06 Jun Mobile Imaging
Advance for Imaging and Radiation Oncology | The FDA has given its blessing to remote diagnostic imaging; however, purists have concerns.
On Feb. 4, radiology lurched into the future. On that day, the Food and Drug Administration (FDA) awarded MIM Software Inc. 510(k) clearance for an app that allows remote diagnostic viewing of CT, PET, MRI, and SPECT images on the iPhone, iPod touch, and iPad.
The app, known as “Mobile MIM,” enables radiologists using a handheld device to view volumetric data with multi-planar reconstruction, to use zoom, pan, window, and other tools, to measure distance and intensity values, to annotate, and to display regions of interest.
Available for free from the iTunes App Store, Mobile MIM is the first such app to be cleared by the FDA.
It’s a safe bet it won’t be the last.
“We have had many downloads,” says MIM Software’s Chief Technology Officer Mark Cain, who characterized initial reactions from the radiology community as “very positive.”
Mobile devices “are the way we are going,” notes one generally positive member of the community, Janice Honeyman-Buck, PhD, editor-in-chief of the Journal of Digital Imaging. “I think the quality is certainly good enough for those modalities for diagnostics,” she says. “Now radiologists can see those images wherever they are. It’s probably good for patients as well.”
However, that’s not to say she and others don’t have concerns about Mobile MIM and similar apps to follow.
Mobile MIM is only approved for CT, MRI, and nuclear medicine images “because they are fairly low-resolution,” says Elizabeth Krupinski, PhD, chair of the Society for Imaging Informatics in Medicine. “It is not for chest, bone, or mammogram images. Under the proper ambient lighting conditions, I would tend to believe it would be fine.”
The problem is ambient lighting conditions are fairly unique to the radiology reading room, and it could be difficult to find outside environments with adequate luminance.
“My concern is people will try to view other types of images that require better contrast ratio, or they won’t view these images under the proper ambient lighting conditions and that could affect diagnostic accuracy,” says Dr. Krupinski, a research professor at the University of Arizona in the departments of radiology and psychology.

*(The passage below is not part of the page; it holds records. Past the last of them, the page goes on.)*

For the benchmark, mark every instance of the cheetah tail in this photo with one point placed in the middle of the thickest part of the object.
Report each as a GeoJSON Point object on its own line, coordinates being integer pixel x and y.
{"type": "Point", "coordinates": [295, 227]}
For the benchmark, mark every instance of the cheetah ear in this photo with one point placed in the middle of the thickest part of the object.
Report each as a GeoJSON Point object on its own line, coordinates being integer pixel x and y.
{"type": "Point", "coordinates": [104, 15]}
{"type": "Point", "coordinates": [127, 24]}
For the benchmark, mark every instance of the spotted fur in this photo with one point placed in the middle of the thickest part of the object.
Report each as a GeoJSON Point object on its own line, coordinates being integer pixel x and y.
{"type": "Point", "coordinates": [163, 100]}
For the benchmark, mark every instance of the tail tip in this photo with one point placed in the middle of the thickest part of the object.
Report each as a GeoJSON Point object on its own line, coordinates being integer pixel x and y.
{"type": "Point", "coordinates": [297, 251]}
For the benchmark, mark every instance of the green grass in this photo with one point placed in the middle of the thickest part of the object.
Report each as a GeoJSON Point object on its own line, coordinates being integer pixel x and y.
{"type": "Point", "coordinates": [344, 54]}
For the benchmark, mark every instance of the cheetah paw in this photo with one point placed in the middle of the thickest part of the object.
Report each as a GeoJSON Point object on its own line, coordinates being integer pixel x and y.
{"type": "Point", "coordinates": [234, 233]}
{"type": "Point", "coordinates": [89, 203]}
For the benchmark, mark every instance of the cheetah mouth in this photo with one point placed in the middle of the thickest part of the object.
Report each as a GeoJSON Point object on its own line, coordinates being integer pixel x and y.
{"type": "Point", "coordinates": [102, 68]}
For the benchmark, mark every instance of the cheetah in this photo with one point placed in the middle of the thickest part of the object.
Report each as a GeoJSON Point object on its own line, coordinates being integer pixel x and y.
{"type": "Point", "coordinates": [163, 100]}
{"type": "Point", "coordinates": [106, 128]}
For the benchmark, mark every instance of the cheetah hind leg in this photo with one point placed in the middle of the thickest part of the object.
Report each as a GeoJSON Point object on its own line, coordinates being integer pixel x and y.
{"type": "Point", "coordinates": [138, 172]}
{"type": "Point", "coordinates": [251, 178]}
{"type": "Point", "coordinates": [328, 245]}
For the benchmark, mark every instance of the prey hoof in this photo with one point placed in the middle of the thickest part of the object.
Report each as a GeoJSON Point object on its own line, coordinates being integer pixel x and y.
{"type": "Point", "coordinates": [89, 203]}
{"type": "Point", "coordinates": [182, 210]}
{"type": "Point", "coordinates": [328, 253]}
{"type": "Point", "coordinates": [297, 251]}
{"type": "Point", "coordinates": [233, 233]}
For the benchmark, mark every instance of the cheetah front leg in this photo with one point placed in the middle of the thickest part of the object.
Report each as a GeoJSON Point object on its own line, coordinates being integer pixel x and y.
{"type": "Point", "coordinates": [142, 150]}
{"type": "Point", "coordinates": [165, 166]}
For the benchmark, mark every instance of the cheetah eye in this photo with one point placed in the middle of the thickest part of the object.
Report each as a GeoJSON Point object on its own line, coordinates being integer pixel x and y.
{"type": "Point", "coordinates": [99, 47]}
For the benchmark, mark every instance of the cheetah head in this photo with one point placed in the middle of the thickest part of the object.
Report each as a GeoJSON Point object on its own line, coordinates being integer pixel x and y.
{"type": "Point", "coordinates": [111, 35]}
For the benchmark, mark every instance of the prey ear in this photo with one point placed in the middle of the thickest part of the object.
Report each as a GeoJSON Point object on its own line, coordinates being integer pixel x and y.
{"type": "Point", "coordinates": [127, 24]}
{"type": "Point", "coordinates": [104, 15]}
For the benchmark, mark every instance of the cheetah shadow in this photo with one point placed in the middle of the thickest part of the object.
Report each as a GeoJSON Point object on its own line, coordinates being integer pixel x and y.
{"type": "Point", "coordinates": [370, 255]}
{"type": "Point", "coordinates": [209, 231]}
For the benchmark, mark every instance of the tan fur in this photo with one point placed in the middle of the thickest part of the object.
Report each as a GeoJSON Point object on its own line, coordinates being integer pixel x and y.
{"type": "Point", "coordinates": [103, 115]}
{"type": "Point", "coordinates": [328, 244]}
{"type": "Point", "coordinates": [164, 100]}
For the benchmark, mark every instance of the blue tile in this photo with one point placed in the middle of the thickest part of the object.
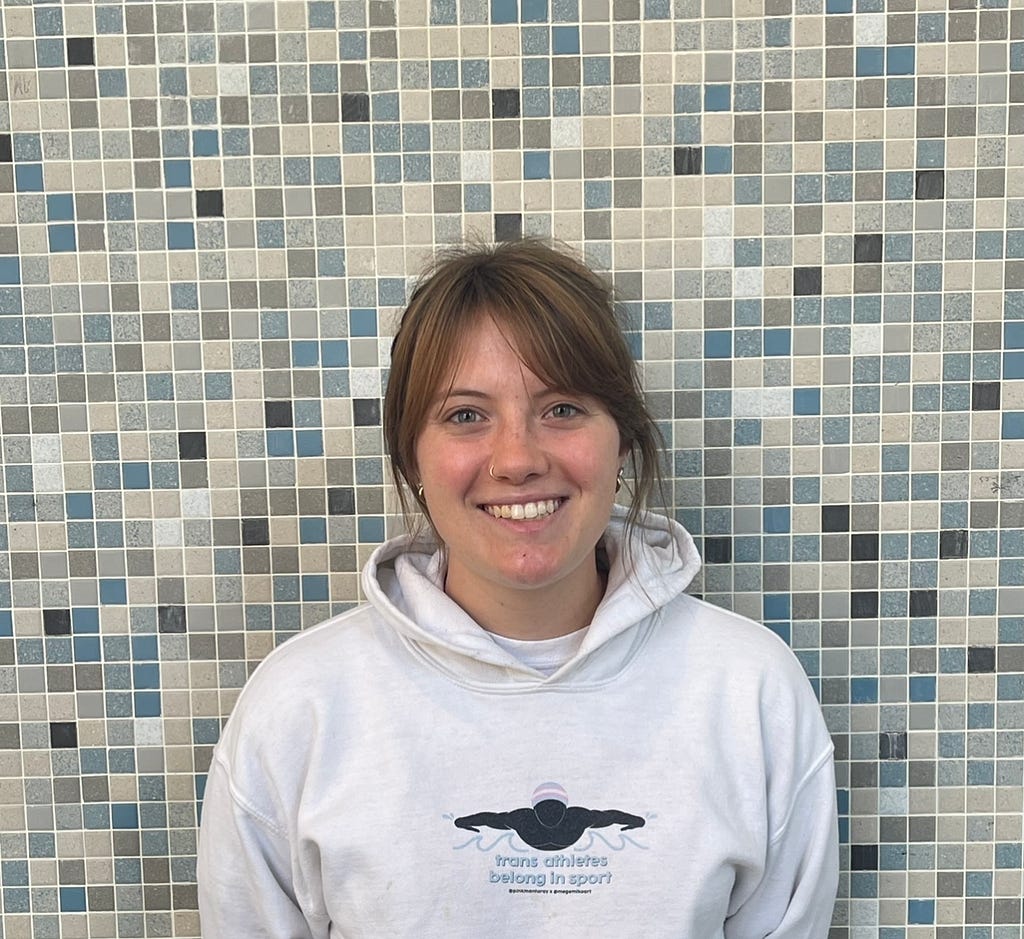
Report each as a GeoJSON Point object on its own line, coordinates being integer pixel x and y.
{"type": "Point", "coordinates": [177, 173]}
{"type": "Point", "coordinates": [718, 97]}
{"type": "Point", "coordinates": [504, 11]}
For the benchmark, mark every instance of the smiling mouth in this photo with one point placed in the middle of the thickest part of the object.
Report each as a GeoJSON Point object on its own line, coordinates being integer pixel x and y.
{"type": "Point", "coordinates": [518, 511]}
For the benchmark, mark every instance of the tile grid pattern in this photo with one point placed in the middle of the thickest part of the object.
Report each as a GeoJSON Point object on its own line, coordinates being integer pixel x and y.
{"type": "Point", "coordinates": [813, 212]}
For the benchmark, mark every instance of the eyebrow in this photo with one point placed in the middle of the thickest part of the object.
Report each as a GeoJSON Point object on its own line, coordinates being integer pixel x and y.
{"type": "Point", "coordinates": [482, 395]}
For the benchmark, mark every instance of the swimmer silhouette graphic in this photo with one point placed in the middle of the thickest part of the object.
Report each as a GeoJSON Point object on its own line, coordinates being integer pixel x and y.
{"type": "Point", "coordinates": [552, 824]}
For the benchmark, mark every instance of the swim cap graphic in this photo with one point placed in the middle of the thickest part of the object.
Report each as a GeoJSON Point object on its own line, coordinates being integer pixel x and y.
{"type": "Point", "coordinates": [550, 791]}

“This is for emergency interpretations when the workstation is not available and if there is a clear indication to the radiologist interpreting the image of the history of the patient, for example, ‘This patient was in a car wreck, he hit his head, so we’re looking for an aneurysm,'” she says.
With mobile apps in health care clearly “the way of the future,” it’s time to devise standards to define the limitations of image viewing on mobile devices, she adds. “We need to narrowly define what interaction is needed between the display, the user, and the environment for diagnostic viewing.”